Kann nicht sein. Ich bin diejenige, die sie wollen.

.... Ich bin diejenige, die sie wollen.

Bedeutet das, dass Gaza mich hat? Ich denke zurück und versuche, die Teile meines Gesprächs mit dem Fahrer zusammenzufügen, um das Puzzle zu vervollständigen. Er sagte, er arbeite für Aztech. Zenith. Und dass mir nichts geschehen soll. Sie wollen etwas von mir.

Meine Brust hebt sich, gedrückt von einem unerträglichen Gewicht. Ich muss hier raus.

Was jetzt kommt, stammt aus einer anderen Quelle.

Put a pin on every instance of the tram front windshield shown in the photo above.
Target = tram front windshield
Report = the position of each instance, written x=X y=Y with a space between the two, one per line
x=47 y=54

Wie und wohin? Ich bin in einem vier mal vier Meter großen Verlies gefangen, ohne einen Funken Hoffnung, dass Rettung außerhalb liegt. Mein Geist taucht tief in das schlimmste Szenario ein... Folter... Tod. Aber nichts ängstigt mich mehr als die Sicherheit meiner Familie oder deren Fehlen. Dass, was auch immer passiert, ich diejenige war, die sie in Gefahr gebracht hat. Meine Mutter und Calum sind alles, was ich in dieser Welt habe, und alles, was ich liebe. Meine Hand hebt sich und umklammert das Kruzifix, das an meinem Hals hängt. Wenn ihnen etwas passiert wäre, würde es mich zerstören.

Die Zeit schleppt sich dahin. Mein Gehirn quält sich, spielt tausend verschiedene alternative Realitäten dessen, was gerade passiert ist und was passieren wird. Alles wegen einer Entscheidung, die ich getroffen habe – ein entferntes Geräusch unterbricht meine Gedanken. Ich sitze kerzengerade gegen die Wand. Das Geräusch wiederholt sich, gefolgt von einem Kreischen von Metall. Mein Herzschlag geht in einen vollen Galopp über. Ein rasselndes Klappern wächst, hallt von den Wänden wider. Ein Lichtpunkt taucht auf. Er breitet sich aus wie die Morgendämmerung, die über die Nacht hereinbricht, mit dem dumpfen Klang von Schritten, die in gemächlichem Tempo auf mich zukommen, ein Gang, der von Bedeutung spricht.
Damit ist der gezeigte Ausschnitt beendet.